Author: Lehman Garrison (http://lgarrison.github.io)

$\newcommand{\RR}{\mathrm{RR}}$ $\newcommand{\DD}{\mathrm{DD}}$ When computing a two-point correlation function estimator like $\xi(r) = \frac{\DD}{\RR} - 1$, the $\RR$ term can be computed analytically if the domain is a periodic box. In 2D, this is often done as $$\begin{align} \RR_i &= N A_i \bar\rho \\ &= N A_i \frac{N}{L^2} \end{align}$$ where $\RR_i$ is the expected number of random-random pairs in bin $i$, $N$ is the total number of points, $A_i$ is the area (or volume if 3D) of bin $i$, $L$ is the box size, and $\bar\rho$ is the average density in the box.

However, using $\bar\rho = \frac{N}{L^2}$ is not quite right. When sitting on a particle, only $N-1$ particles are available to be in a bin some distance away.
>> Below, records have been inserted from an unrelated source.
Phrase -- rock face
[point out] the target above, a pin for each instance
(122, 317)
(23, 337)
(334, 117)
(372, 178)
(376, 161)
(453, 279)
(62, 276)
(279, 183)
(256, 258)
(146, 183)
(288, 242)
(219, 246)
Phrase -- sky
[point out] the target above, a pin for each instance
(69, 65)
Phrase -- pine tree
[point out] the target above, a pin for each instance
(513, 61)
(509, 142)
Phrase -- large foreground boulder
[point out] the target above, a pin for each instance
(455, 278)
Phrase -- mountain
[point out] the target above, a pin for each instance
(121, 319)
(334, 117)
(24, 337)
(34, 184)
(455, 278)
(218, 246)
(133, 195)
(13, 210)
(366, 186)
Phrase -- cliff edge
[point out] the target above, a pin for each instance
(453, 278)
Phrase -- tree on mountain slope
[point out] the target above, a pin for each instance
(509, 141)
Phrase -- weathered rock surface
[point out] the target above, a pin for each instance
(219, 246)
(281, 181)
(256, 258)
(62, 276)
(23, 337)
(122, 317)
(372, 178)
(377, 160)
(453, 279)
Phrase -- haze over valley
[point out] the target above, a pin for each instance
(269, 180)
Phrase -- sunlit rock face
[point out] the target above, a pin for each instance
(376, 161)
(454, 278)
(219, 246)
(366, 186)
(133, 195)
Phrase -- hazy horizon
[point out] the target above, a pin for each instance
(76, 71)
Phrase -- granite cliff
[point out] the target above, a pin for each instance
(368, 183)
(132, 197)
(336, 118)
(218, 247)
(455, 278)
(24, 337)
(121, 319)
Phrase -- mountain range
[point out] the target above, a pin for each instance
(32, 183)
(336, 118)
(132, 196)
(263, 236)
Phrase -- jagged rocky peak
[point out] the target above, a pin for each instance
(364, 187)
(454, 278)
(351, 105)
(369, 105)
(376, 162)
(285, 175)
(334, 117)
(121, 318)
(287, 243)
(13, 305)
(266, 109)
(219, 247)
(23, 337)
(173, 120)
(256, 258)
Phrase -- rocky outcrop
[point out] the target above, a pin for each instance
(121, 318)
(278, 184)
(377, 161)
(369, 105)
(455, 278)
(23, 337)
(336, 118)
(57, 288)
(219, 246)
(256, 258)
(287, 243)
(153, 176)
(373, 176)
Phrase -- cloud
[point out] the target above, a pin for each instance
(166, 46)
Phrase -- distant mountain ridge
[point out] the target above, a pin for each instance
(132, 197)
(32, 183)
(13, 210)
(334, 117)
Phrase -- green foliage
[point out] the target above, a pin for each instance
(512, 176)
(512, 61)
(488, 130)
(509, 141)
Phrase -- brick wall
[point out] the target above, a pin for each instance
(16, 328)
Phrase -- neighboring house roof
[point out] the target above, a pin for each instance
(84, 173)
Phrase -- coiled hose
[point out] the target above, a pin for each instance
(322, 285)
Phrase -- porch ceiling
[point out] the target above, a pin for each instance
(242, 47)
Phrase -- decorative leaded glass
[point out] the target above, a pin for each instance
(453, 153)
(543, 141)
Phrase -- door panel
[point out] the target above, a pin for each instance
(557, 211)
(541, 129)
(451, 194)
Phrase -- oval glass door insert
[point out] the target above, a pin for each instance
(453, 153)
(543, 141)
The other particle is the particle you're sitting on, which is always at distance $0$. Thus, the correct expression is $$\RR_i = N A_i \frac{N-1}{L^2}.$$

The following notebook empirically demonstrates that using $N-1$ is correct, and that using $N$ introduces bias of order $\frac{1}{N}$ into the estimator. This is a tiny correction for large $N$ problems, but important for small $N$.

Cross-correlations of two different particle sets don't suffer from this problem; the particle you're sitting on is never part of the set of particles under consideration for pair-making.

This $N-1$ correction is implemented in the Corrfunc code.

In [1]:

```
import numpy as np
```

In [2]:

```
# Generates a set of N uniform random points in boxsize L
# and returns binned pair counts
# Pair counts are doubled, and self-pairs are counted
def rand_DD(N, L, bins):
# Make a 2D random set of N particles in [0,L)
x = np.random.random((2,N))*L
# Form the periodic distance array
dist = x[:,None] - x[...,None]
dist -= np.round(dist/L)*L
dist = (dist**2).sum(axis=0)**.5
# Count pairs in 2 bins
DD = np.histogram(dist, bins=bins)[0]
return DD
```

In [3]:

```
# DD parameters
N = 10
L = 1.
bins = np.linspace(0.0,0.49, 5)
n_iter = 100000 # number of times to repeat the experiment
seed = 42
np.random.seed(seed)
# First, calculate RR analytically
dA = (bins[1:]**2 - bins[:-1]**2)*np.pi # The area of each 2D annular bin
RR = np.empty((2, len(dA)))
RR[:] = N/L**2*dA
# Calculate RR using N-1 and N
RR[0] *= N - 1
RR[1] *= N
# If the first bin includes 0, the random term must include the self-pairs
if bins[0] == 0.:
RR[:, 0] += N
xi_mean = np.zeros((2, len(bins)-1))
for i in xrange(n_iter):
DD = rand_DD(N, L, bins)
xi_mean += DD/RR
xi_mean /= n_iter
print 'DD/RR using density (N-1) = {}'.format(xi_mean[0])
print 'DD/RR using density (N) = {}'.format(xi_mean[1])
```

As we expected, using $N$ in the density leads to a $\frac{1}{N} = 10\%$ bias in $\frac{\DD}{\RR}$, when averaging over many realizations of $\DD$.

The first bin has a smaller bias because we chose to include a bin that starts at $0$ separation, and thus includes self-pairs, which are indepdendent of the $N$ or $N-1$ density term.